Presented here (again) is my anti-work episode, a repost of AEWCH 3, which is over two years old now, back from when not many people were listening to the series. After talking with Franco "Bifo" Berardi on AEWCH 83, I was reminded how important the abolition of work is. And I also remembered that I mentioned him, somewhat starry-eyed, in this episode. What a difference 2 years can make!

In any case, the episode was originally called Work And Die, not "work or die," and focuses on the crushing fact of work in our lives. But it is an alterable fact, and the first step towards altering it is seeing that. 

In the words of Bob Black, workers of the world, relax!

In this episode:

  • How having a job is deadening and deadly.
  • Why work is state-supported blackmail.
  • How work has fundamentally changed and changed us into computers.
  • Why we're not automating work anytime soon.
  • Why both Marxist and capitalist models are challenged by wanting to be versus needing to gain.
  • Why labor isn't the best sphere to locate political struggle in.
  • Seeking employment as infantilization.


Aside from Bifo, I mention one of my other favorite living philosophers, Michel Serres. Serres is a great philosopher for occultists, by the way. If you can find a copy of his conversations with Bruno Latour or his work Hermes, pick them up. In this episode, I touch on his very accessible, very short, and very profound work, Thumbelina: The Culture and Technology of Millenials.

I urge you to read both Russell Means (pictured below) and Bob Black - particularly the two essays mentioned in the episode.

Here's "The Same Old Song" by Russell Means. Means's essay is not actually an essay, for, as he states at the outset, "The only possible opening for a statement of this kind is that I detest writing. The process itself epitomizes the European concept of 'legitimate' thinking; what is written has an importance that is denied the spoken." 

And here's Bob Black's excellent essay, "The Abolition of Work".

Work statistics come from The International Labour Organization and the American Federation of Labor.

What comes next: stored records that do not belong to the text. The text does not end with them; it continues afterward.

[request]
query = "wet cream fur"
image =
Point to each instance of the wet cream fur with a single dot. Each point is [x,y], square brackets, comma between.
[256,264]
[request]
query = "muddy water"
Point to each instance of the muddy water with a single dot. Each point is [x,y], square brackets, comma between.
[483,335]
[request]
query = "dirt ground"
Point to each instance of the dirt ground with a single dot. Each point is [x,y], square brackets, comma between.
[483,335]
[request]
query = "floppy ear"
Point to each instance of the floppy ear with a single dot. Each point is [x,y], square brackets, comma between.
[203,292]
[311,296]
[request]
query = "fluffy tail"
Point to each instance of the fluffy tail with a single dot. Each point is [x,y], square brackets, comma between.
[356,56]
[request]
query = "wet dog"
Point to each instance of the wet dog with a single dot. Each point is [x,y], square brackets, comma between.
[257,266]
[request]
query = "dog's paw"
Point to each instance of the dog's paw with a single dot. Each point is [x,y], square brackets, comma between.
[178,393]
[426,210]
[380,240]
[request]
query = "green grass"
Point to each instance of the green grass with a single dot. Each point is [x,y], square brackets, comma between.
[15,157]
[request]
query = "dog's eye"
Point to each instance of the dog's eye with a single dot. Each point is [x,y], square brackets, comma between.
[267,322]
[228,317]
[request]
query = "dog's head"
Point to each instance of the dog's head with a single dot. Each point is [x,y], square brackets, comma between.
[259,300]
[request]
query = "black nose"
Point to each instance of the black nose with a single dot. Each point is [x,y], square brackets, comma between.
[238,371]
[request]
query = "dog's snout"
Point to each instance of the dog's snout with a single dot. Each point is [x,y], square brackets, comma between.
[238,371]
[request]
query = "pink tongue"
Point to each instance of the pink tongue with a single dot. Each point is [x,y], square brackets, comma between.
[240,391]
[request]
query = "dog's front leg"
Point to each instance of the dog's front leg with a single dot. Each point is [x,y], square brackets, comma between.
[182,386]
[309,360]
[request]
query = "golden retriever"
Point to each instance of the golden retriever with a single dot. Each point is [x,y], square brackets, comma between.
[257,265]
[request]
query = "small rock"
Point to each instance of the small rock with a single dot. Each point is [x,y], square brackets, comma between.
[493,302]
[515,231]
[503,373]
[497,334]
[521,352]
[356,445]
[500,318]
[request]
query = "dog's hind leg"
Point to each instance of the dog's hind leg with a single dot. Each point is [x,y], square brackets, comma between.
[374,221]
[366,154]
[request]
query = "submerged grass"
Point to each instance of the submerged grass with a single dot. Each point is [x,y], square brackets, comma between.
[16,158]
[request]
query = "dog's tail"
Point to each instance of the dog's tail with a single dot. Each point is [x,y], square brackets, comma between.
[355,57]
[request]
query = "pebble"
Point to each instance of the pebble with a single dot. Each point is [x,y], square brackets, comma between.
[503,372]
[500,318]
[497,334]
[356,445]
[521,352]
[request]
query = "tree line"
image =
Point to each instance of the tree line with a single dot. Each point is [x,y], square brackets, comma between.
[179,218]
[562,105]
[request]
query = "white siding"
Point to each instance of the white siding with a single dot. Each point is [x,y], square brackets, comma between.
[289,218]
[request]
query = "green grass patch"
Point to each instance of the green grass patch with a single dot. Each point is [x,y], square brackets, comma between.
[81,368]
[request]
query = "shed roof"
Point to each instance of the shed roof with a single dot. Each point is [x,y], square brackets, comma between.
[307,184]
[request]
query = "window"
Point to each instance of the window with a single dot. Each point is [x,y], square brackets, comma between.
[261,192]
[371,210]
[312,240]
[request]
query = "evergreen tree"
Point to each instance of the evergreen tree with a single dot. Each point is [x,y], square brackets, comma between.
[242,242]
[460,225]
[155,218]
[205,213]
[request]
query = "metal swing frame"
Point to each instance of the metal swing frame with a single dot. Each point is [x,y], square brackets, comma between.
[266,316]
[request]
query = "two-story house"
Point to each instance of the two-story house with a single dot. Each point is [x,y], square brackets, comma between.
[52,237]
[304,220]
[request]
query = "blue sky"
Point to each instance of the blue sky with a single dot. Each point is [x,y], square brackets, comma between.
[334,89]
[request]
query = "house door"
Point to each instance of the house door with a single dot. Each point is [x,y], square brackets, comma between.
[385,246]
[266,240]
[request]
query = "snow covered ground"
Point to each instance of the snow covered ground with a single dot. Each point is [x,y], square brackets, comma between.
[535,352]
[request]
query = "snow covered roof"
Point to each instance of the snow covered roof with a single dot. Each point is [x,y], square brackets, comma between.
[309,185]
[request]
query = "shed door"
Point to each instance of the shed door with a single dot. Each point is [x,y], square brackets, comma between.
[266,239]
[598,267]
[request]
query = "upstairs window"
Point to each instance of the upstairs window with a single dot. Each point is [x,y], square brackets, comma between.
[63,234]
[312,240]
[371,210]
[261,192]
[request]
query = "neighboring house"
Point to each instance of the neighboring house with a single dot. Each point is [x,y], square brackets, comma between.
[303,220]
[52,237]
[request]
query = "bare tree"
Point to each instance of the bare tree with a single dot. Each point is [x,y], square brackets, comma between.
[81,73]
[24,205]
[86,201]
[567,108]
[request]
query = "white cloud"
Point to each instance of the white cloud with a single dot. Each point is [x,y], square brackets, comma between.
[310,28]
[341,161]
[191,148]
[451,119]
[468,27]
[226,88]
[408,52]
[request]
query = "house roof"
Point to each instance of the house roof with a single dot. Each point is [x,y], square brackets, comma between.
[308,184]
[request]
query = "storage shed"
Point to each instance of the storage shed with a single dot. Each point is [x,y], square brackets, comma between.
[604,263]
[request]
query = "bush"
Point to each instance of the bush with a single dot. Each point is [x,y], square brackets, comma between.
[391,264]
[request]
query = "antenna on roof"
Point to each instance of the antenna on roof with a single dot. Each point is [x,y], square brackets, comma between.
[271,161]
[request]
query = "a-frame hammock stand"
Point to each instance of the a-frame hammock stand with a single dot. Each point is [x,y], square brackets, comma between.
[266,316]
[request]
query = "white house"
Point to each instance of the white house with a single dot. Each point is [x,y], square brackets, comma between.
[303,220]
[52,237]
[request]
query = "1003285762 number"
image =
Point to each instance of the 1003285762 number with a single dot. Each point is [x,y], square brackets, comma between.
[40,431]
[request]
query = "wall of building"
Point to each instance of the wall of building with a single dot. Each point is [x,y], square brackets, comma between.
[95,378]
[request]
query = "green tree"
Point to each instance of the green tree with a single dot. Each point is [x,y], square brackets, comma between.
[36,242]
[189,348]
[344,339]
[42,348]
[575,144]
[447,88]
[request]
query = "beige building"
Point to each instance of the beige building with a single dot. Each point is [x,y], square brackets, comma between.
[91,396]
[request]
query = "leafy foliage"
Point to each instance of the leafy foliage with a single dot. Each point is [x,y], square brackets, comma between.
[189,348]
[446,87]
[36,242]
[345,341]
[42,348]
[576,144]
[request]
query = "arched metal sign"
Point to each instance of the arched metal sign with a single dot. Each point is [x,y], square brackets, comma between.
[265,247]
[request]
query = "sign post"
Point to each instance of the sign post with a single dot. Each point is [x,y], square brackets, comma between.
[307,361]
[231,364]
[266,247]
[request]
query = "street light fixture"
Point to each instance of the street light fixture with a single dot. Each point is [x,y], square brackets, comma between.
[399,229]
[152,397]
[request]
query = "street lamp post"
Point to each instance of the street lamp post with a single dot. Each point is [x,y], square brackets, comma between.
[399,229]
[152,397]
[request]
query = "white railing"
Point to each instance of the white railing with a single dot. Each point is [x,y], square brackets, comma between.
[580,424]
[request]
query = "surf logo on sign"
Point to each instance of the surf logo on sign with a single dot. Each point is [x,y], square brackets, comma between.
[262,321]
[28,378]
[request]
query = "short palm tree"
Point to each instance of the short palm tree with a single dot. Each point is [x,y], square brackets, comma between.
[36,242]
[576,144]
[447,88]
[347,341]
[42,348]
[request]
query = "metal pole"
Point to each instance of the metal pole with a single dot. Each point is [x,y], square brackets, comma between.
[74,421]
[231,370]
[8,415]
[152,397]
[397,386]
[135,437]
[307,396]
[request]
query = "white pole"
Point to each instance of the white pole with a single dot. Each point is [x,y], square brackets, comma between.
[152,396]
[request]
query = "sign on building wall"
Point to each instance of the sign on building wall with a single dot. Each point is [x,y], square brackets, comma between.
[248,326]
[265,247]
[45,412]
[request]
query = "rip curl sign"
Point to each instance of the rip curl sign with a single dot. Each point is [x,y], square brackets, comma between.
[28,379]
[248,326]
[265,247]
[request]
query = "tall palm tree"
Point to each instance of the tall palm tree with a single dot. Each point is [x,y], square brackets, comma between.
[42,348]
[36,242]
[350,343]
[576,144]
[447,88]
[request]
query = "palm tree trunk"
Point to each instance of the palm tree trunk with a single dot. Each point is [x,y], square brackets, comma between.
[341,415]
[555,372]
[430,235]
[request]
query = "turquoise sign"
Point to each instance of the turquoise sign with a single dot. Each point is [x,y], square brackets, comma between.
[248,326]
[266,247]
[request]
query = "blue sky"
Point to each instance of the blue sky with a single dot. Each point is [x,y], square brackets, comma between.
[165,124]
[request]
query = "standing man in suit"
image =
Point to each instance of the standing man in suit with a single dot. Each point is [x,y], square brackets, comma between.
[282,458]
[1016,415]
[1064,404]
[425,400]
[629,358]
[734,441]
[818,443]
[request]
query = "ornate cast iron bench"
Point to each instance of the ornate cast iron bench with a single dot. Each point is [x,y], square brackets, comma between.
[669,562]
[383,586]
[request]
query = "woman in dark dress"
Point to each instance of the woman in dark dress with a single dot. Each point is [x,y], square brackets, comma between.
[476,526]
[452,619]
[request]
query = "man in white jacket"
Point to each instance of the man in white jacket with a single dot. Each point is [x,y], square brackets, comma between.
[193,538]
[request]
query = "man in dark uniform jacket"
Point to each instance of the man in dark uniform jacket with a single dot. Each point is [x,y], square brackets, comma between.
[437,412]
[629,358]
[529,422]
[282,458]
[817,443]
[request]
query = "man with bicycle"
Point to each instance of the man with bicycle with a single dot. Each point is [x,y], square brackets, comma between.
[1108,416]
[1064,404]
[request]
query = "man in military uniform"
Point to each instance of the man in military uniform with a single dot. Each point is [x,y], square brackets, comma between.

The best introduction to Frithjof Bergmann's inspiring efforts and thoughtful philosophies is his appearance on The Partially Examined Life podcast. You'll also find plenty of links to his stuff there.

Oh, and let's not forget Zack of All Trades, who brainwashed my childhood with his adults-trying-to-be-cool-kids funky advice. Tap your foot to the vocal stylings of Luther Vandross and be indoctrinated.

• A little anti-work bonus: Dr. Heather Berg (who appeared on AEWCH 69 with Sovereign Syre) and I discuss the distinction between the content of work and the non-consensual nature of the wage-labor relationship in our article, "The Problem with Sex Work Is Work".